Question #a32d3

Zinc metal will indeed react with vinegar, which is a dilute solution of acetic acid ,`"CH"_3"COOH"`, to form zinc acetate, `("CH"_3"COO")_2"Zn"` and hydrogen gas, `"H"_2`.

Zinc will be oxidized to zinc cations, `"Zn"^(2+)`. At the same time, hydrogen will be reduced to hydrogen gas, `"H"_2`.

The balanced chemical equation for this reaction looks like this

`"Zn"_text((s]) + 2"CH"_3"COOH"_text((aq]) -> ("CH"_3"COO")_2"Zn"_text((aq]) + "H"_text(2(g]) uarr`

The acetate anion, `"CH"_3"COO"^(-)`, is a spectator ion, which means that it does not influence the reaction. The net ionic equation for this reaction will look like this

`"Zn"_text((s]) + 2"H"_text((aq])^(+) -> "Zn"_text((aq])^(2+) + "H"_text(2(g]) uarr`

Zinc loses its two electrons to form the zinc cation. In the process, its oxidation state goes from `color(blue)(0)` to `color(blue)(+2)`.

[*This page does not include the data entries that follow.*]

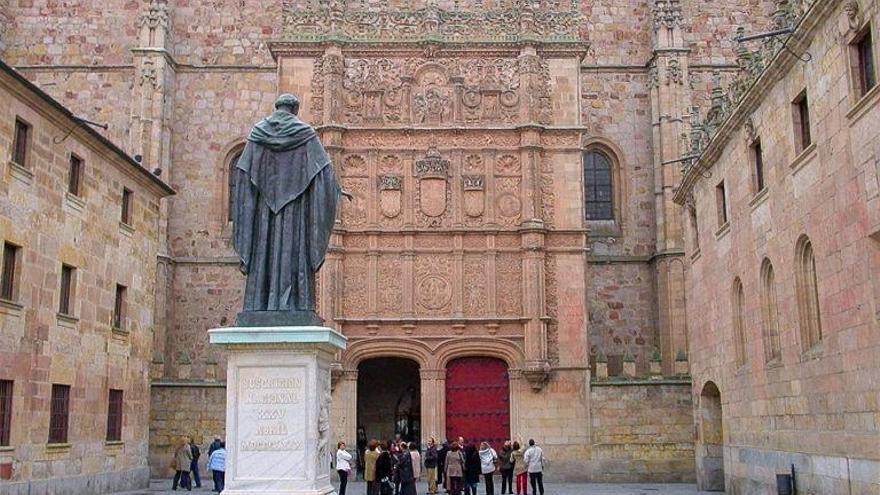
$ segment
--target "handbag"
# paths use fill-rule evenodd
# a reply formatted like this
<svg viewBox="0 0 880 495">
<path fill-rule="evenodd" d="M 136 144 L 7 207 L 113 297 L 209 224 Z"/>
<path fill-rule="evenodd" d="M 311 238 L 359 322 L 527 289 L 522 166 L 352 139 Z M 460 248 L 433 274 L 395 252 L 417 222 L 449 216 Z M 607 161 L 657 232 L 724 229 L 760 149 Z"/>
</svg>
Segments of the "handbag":
<svg viewBox="0 0 880 495">
<path fill-rule="evenodd" d="M 391 495 L 394 493 L 394 485 L 391 484 L 391 480 L 388 477 L 382 478 L 382 481 L 379 482 L 379 495 Z"/>
</svg>

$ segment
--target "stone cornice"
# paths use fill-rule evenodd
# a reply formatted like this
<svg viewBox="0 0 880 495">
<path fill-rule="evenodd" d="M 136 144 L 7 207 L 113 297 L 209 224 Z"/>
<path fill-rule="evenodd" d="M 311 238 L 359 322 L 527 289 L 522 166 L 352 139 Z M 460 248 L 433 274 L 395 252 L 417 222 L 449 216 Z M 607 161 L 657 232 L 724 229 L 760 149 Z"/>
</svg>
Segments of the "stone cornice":
<svg viewBox="0 0 880 495">
<path fill-rule="evenodd" d="M 816 0 L 810 5 L 810 8 L 795 26 L 794 32 L 783 40 L 788 49 L 782 48 L 776 52 L 764 71 L 746 90 L 730 115 L 718 127 L 718 131 L 711 137 L 700 156 L 685 170 L 681 183 L 673 196 L 675 203 L 684 205 L 687 195 L 703 177 L 703 172 L 711 170 L 727 143 L 751 113 L 764 101 L 773 85 L 780 81 L 794 64 L 799 63 L 798 58 L 792 52 L 799 53 L 809 46 L 817 26 L 823 22 L 830 22 L 827 15 L 837 5 L 839 2 L 836 0 Z"/>
<path fill-rule="evenodd" d="M 531 47 L 545 58 L 572 58 L 582 60 L 590 43 L 581 40 L 540 40 L 512 37 L 499 40 L 353 40 L 344 36 L 315 35 L 299 39 L 272 40 L 266 43 L 275 60 L 281 57 L 319 57 L 330 47 L 339 48 L 344 55 L 365 57 L 412 56 L 430 54 L 429 58 L 485 55 L 517 57 Z"/>
</svg>

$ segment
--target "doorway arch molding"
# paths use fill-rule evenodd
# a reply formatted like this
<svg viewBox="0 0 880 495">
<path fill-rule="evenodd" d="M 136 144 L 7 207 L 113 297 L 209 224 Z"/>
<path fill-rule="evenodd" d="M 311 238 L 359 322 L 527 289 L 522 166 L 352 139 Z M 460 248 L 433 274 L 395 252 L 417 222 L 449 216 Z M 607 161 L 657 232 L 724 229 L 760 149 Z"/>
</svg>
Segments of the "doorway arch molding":
<svg viewBox="0 0 880 495">
<path fill-rule="evenodd" d="M 511 370 L 521 369 L 525 361 L 522 348 L 507 339 L 469 337 L 429 346 L 413 338 L 373 337 L 349 343 L 342 355 L 342 369 L 356 370 L 368 359 L 389 357 L 412 359 L 426 371 L 446 369 L 450 361 L 461 357 L 501 359 Z"/>
<path fill-rule="evenodd" d="M 434 348 L 434 359 L 439 369 L 446 369 L 450 361 L 463 357 L 501 359 L 507 363 L 509 370 L 521 369 L 525 361 L 522 349 L 505 339 L 476 337 L 447 340 Z"/>
<path fill-rule="evenodd" d="M 406 358 L 418 363 L 420 369 L 432 368 L 431 348 L 415 339 L 376 337 L 349 343 L 342 354 L 343 370 L 356 370 L 363 361 L 377 358 Z"/>
<path fill-rule="evenodd" d="M 455 359 L 466 357 L 494 358 L 508 367 L 510 376 L 511 431 L 518 431 L 518 394 L 521 373 L 525 363 L 522 346 L 514 340 L 492 337 L 461 337 L 429 345 L 411 337 L 369 337 L 350 341 L 341 356 L 341 372 L 353 379 L 343 387 L 343 403 L 348 404 L 342 416 L 345 421 L 344 435 L 354 438 L 357 408 L 358 366 L 367 360 L 382 358 L 410 359 L 419 365 L 421 383 L 421 434 L 422 445 L 430 436 L 442 437 L 446 431 L 446 367 Z"/>
</svg>

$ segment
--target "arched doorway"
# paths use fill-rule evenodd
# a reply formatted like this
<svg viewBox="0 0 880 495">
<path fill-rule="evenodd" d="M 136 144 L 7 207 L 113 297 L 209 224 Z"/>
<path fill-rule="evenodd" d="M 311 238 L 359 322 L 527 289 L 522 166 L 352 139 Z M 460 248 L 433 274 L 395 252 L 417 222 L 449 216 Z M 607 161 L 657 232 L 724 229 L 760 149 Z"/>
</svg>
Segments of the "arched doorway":
<svg viewBox="0 0 880 495">
<path fill-rule="evenodd" d="M 358 365 L 358 436 L 390 440 L 396 434 L 419 443 L 421 382 L 419 364 L 406 358 L 375 358 Z"/>
<path fill-rule="evenodd" d="M 489 442 L 510 438 L 510 378 L 500 359 L 466 357 L 446 367 L 446 436 Z"/>
<path fill-rule="evenodd" d="M 701 490 L 724 491 L 724 425 L 721 392 L 714 382 L 706 382 L 700 393 L 699 450 L 697 483 Z"/>
</svg>

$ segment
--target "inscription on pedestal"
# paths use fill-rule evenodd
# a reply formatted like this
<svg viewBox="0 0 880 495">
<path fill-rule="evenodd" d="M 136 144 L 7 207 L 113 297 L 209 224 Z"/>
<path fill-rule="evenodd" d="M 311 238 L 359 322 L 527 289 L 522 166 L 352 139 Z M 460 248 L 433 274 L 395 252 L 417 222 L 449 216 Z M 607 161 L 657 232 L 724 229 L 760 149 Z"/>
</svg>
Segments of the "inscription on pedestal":
<svg viewBox="0 0 880 495">
<path fill-rule="evenodd" d="M 238 373 L 236 479 L 306 479 L 306 369 Z"/>
</svg>

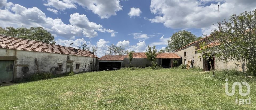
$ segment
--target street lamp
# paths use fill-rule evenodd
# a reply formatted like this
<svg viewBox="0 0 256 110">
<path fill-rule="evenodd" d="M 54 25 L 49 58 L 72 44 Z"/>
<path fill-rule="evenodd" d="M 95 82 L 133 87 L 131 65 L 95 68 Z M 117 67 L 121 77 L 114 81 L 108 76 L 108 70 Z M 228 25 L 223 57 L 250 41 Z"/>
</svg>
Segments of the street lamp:
<svg viewBox="0 0 256 110">
<path fill-rule="evenodd" d="M 69 54 L 69 51 L 70 50 L 70 46 L 73 44 L 74 43 L 71 43 L 70 44 L 70 45 L 69 45 L 69 57 L 70 57 L 70 54 Z"/>
</svg>

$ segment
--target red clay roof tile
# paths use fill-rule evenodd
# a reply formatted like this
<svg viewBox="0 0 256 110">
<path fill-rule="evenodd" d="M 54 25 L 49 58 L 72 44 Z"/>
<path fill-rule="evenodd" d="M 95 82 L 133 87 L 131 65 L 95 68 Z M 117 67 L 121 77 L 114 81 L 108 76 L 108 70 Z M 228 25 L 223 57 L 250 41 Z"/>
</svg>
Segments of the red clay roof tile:
<svg viewBox="0 0 256 110">
<path fill-rule="evenodd" d="M 124 57 L 126 55 L 105 55 L 99 58 L 99 60 L 123 60 Z"/>
</svg>

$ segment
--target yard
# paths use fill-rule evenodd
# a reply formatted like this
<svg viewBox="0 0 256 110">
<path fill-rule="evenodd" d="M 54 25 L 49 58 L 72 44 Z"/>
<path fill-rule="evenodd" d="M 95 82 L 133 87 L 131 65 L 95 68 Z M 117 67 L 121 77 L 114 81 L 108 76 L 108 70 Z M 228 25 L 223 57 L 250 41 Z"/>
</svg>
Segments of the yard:
<svg viewBox="0 0 256 110">
<path fill-rule="evenodd" d="M 254 82 L 249 83 L 248 96 L 241 96 L 236 90 L 230 96 L 225 93 L 225 79 L 179 69 L 87 73 L 0 86 L 0 109 L 256 109 Z M 242 81 L 229 79 L 230 92 L 233 82 Z M 237 96 L 250 96 L 251 104 L 236 104 Z"/>
</svg>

`stackrel(color(blue)(0))("Zn") -> stackrel(color(blue)(+2))"Zn" + 2"e"^(-) ->` the oxidation half-reaction

Hydrogen will pick up these electrons to form hydrogen gas. In the process, its oxidation state will go from `color(blue)(+1)` to `color(blue)(0)`

`2stackrel(color(blue)(+1))("H"^(+)) + 2"e"^(-) -> stackrel(color(blue)(0))"H"_2 ->` the reduction half-reaction

Put the two half-reactions together to get

`stackrel(color(blue)(0))("Zn") + 2stackrel(color(blue)(+1))("H"^(+)) + color(red)(cancel(color(black)(2"e"^(-))))-> stackrel(color(blue)(+2))"Zn" + color(red)(cancel(color(black)(2"e"^(-)))) + "H"_2`

Which is of course the net ionic equation

`color(green)("Zn"_text((s]) + 2"H"_text((aq])^(+) -> "Zn"_text((aq])^(2+) + "H"_text(2(g]) uarr)`